A hand caught my wrist and held it.
“Leave her. She’ll bring nothing but trouble to you.”
I pulled away. “How dare you touch me! And how dare you be so cruel!”
“Cruel? Cruel?” He scoffed. “I tried to tell her kindly that our affair had ended. She refused to hear it. I told her once more, and the little fiend climbed a window into my lodgings. Tonight she threw herself at me again, and I have thrown her back into the world. God help whoever catches her.” He struck a match and I smelled sulfur and smoke as he lit a cigarillo of Turkish tobacco. He leaned against a statue of a naked female and slowly ran his fingers over the statue’s buttocks. “Why can’t all women be this beautiful? And this silent!”
I stared. I wanted to speak. I willed the words to rise in my mouth so I could fling them like blades against his arrogance. Instead my tongue froze and I stood dumbly as he walked towards me. I saw that he limped. I felt no pity.
He spoke again. “You yourself, Lady Cochrane, are beautiful and silent.

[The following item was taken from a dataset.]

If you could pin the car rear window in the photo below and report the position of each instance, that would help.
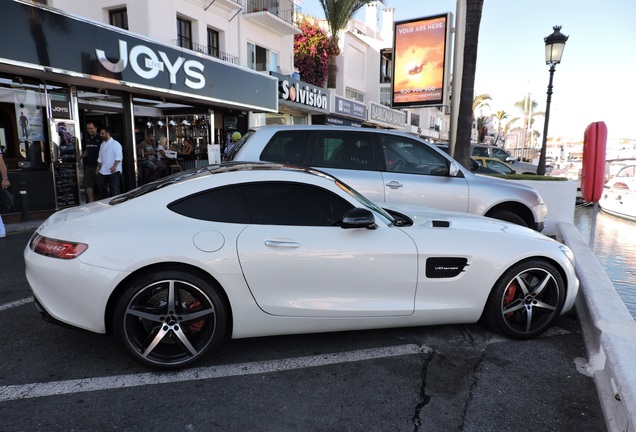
(286, 147)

Indeed, you are perfection in this moment.”
At last I found my tongue, but the words that formed were not those I wanted him to answer.
“How is it you know my name?”
“How could I not?” He bowed. “George Gordon Byron, madam. At your service.” His eyes locked on mine and he regarded me coolly. I did not turn away, and he made another step forward. He reached for my hand, held it, and I watched as he moved his face downwards to trace my hand with his lips. I felt their warmth even through my gloves before I roughly pulled my hand away.
“You may hold a title, but you are no gentleman,” I managed to say before I turned as quickly as I could back towards Lady Heathcote’s house. I felt the gravel biting through my slippers as I walked, but I did not stop, not even when I heard him laughing.